What Is an Activity Schedule?
An activity schedule is a set of pictures or words that cues someone to engage in a sequence of activities. An activity schedule can take many forms, but initially it is usually a three-ring binder with pictures or words on each page that cue children to perform tasks, engage in activities, or enjoy rewards. Depending on the child, the activity schedule can be very detailed-breaking a task into all of its separate parts-or it can be very general, using one picture or symbol to cue a child to perform an entire task or activity. Through graduated guidance (discussed below), children are taught to open their schedule books, turn to the first page, perform the task, and then turn to the next page for cues to the next tasks. The goal of teaching schedule use is to enable children with autism to perform tasks and activities without direct prompting and guidance by parents or teachers.

The schedule book for Riley, age 2, contains five pages, each of which displays one picture. The pictures show a frame-tray puzzle, a color-matching game, balls that fit in a plastic tube, felt animal cut-outs and a felt board, and corn chips on a paper plate. When his mother or instructor says "it's time to do your schedule," Riley opens his picture book, points to the first picture, goes to a nearby bookcase and gets a basket that contains the puzzle shown on page one, brings the puzzle to his little table, puts the pieces in their respective places, returns the puzzle to the basket, puts the basket on the shelf, returns to his picture book, turns the page, points to the color-matching task, and so on. The teaching procedures enable Riley to do five activities without help from his parents or instructors. Although still a toddler, he engages in independent play for ten to fifteen minutes. Before he learned to use his picture schedule, he did not play-instead, he briefly picked up toys and mouthed them, then dropped them and went on to do the same with other play materials.

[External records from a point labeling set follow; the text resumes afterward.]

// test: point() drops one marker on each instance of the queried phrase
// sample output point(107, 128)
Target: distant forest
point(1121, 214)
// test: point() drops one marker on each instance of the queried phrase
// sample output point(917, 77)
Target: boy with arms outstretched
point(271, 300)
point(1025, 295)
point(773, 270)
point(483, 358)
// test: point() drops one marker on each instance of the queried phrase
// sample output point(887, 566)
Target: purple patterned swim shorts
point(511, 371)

Page, age 12, read at the second-grade level, and quickly acquired new sight words. After school, she followed a written schedule-a list of activities to be accomplished. Some of the activities on her list were: vacuum my room, reading homework, make pudding, fold towels, math homework, piano, exercise video, set table. Page pointed to the first item on the list ("vacuum my room"), obtained the necessary materials, and began. After completing each activity, she returned to her schedule and placed a check mark beside that item. Before new activities were added to Page's schedule, her teachers presented the new words on flash cards, and helped her learn to read them.

Many of the activities in Page's schedule were originally taught as separate lists; for example, in an earlier version of her activity schedule, the task of making pudding was separated into 19 written instructions, such as "get milk," "get bowl," and "get pudding mix." Following a written activity schedule enabled page to use after-school time to practice new skills and to help with household tasks. Before she became a proficient schedule follower, she often spent after-school hours making perseverative demands on family members, and screaming if she did not get her way.

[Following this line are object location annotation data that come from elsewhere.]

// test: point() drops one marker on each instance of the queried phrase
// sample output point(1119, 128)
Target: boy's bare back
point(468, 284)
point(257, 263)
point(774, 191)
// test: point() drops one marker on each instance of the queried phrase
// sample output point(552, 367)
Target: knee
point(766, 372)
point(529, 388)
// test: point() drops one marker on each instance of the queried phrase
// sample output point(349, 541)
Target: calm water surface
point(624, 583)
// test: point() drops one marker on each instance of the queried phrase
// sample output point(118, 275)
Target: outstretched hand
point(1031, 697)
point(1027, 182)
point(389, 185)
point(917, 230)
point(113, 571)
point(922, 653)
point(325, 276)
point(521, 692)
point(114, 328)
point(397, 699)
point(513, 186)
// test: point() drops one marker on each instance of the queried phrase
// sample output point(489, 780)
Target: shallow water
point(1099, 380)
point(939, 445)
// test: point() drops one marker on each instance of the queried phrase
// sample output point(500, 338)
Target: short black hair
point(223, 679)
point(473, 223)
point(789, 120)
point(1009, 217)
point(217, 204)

Riley and Page are examples of the independence that children gain when they learn to follow activity schedules. Riley's mother no longer has to monitor him continuously and remove toys from his mouth, and Page's parents don't have to give constant verbal instruction or respond to her repetitive demands. The activity schedules decreased the need for adult prompting and guidance. These results were achieved with special teaching procedures.

One of our first investigations of activity schedules (MacDuff, Krantz, & McClannahan, 1993) was conducted in one of the Princeton Child Development Institute's family-style group homes. The four boys (ages 9 to 14) who participated in the study had learned many home-living skills, such as vacuuming, dusting, table setting, doing puzzles, playing with toys, and riding bikes. But they did not do these activities unless verbally instructed, and when staff members' prompts were withdrawn, they were often "off-task"-not engaged in any appropriate activity.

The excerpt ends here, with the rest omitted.